Histoire vécue dans ma famille : une grand-mère invite à « dîner », tel jour, son petit-fils avec sa petite amie, qu'il va d'ailleurs lui présenter. Ce n'est pas une invitation tout à fait comme les autres. Au jour dit, elle ne voit personne arriver, s'inquiète, téléphone. « Mais enfin, mamie, le dîner, c'est le soir ! ». Elle n'est pas inculte, elle sait qu'il en est bien ainsi à Paris, mais pas chez elle. Et pas non plus en Belgique, en Suisse, au Canada, et d'ailleurs dans une grande partie de la « France profonde ». Ce que je raconte se passe dans le Forez mais pourrait aussi bien concerner l'est, le nord, etc.
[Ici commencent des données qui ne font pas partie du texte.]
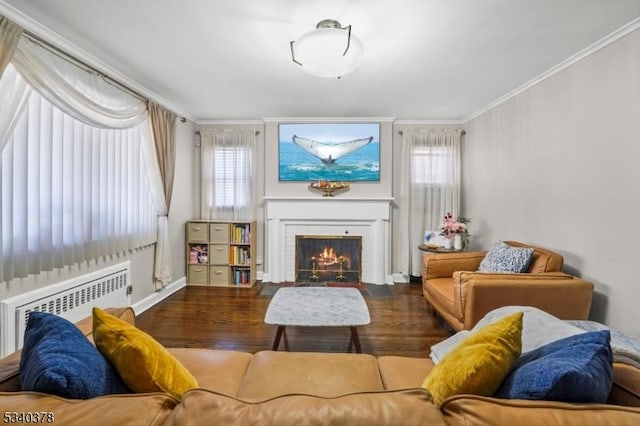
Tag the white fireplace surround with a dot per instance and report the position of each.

Jusqu'au début du XIXe siècle, toute la francophonie déjeunait le matin, dînait à midi et soupait le soir, et la majeure partie continue comme si de rien n'était. Que s'est-il donc passé au temps de Napoléon ou peu après ? De joyeux noceurs parisiens se sont mis à dîner (repas de midi donc) de plus en plus tard et en sont venus, par amusement, par dérision, à décaler les termes en ajoutant un bizarre « petit-déjeuner » pour compléter. Et l'Académie a suivi, mais pas tout le monde… et les grand-mères ne se comprennent pas toujours avec leurs petits-fils.